Organizational economics is a branch of economics that studies the transactions that occur within individual firms, as opposed to transactions that occur within the greater marketplace.1 Organizational economics suggests that economic factors are important determinants of the structure and behavior of organizations.
We call this the theory of the firm. The theory of the firm consists of a number of economic theories that describe, explain, and predict the nature of a firm or corporation, including its existence, structure and relationship in the market.2 The theory of the firm aims to answer these questions: why do firms emerge? Why are firms structured in the way that they are? What drives different actions and performances of firms?3
Before the First World War, economic analysis covered industries and the overall market. Ownership of a typical American corporation is spread over a large number of shareholders, leaving control in the hands of managers who own little equity themselves.4 A study of how and why managers and executives manage the way that they do was important to understand the actions and future actions of a firm. In organizational economics, we try to understand the nature of organizations by studying three main ideas: (1) agency theory, (2) transaction costs and (3) and property rights.

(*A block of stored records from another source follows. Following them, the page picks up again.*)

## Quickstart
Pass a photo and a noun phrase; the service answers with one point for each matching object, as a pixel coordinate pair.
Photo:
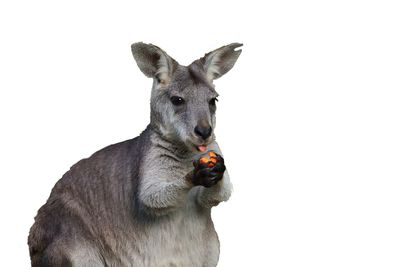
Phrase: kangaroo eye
(177, 101)
(213, 101)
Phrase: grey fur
(132, 203)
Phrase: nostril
(203, 132)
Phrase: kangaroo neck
(168, 145)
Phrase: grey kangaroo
(145, 201)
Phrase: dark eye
(213, 101)
(177, 101)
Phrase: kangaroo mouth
(201, 148)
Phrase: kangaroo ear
(220, 61)
(154, 62)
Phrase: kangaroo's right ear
(154, 62)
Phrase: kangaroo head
(183, 98)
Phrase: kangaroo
(145, 201)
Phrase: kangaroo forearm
(160, 198)
(210, 197)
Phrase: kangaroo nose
(203, 132)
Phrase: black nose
(203, 132)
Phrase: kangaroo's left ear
(220, 61)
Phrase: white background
(308, 119)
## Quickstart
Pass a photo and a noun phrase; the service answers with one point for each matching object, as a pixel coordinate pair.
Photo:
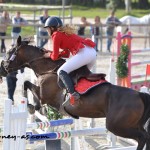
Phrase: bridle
(6, 63)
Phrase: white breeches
(85, 56)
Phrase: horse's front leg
(35, 90)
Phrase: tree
(144, 4)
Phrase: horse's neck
(44, 66)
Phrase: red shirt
(69, 43)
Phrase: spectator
(83, 24)
(16, 30)
(11, 80)
(43, 31)
(111, 23)
(4, 21)
(96, 31)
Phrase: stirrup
(71, 99)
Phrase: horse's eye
(12, 57)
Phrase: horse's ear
(19, 40)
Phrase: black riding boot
(68, 83)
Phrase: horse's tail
(146, 116)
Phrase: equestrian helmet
(53, 22)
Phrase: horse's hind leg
(36, 98)
(148, 140)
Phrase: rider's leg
(85, 56)
(68, 83)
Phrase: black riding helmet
(53, 22)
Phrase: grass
(79, 11)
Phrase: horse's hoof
(31, 109)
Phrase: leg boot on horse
(68, 83)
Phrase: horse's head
(24, 55)
(14, 58)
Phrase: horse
(131, 20)
(127, 111)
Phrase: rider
(82, 50)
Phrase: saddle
(86, 74)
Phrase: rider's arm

In organizational economics, we develop ideas about how a firm should be organized, how interactions within the firm should be governed, how reward systems should be designed, and how management decisions affect risk. These ideas are developed by looking at the interactions within the firm, and how internal and external factors define or influence these interactions. The key take away is that a firm's structure and behaviour cannot be designed by management as if the firm existed in a vacuum. We have to understand that the environment in which an organization conducts its affairs influences the way the organization is organized, and how managers and employees in the firm behave.
Courses in organizational economics are usually taught at the graduate or doctoral level.
1. "Organizational Economics." Retrieved from: http://www.investopedia.com/terms/o/organizational-economics.asp.
2. Kantarelis, D. (2007). Theories of the Firm. Geneve: Inderscience.
3. Berle, A. A. and Means, G. C. (1933). The Modern Corporation and Private Property. New York: Macmillan.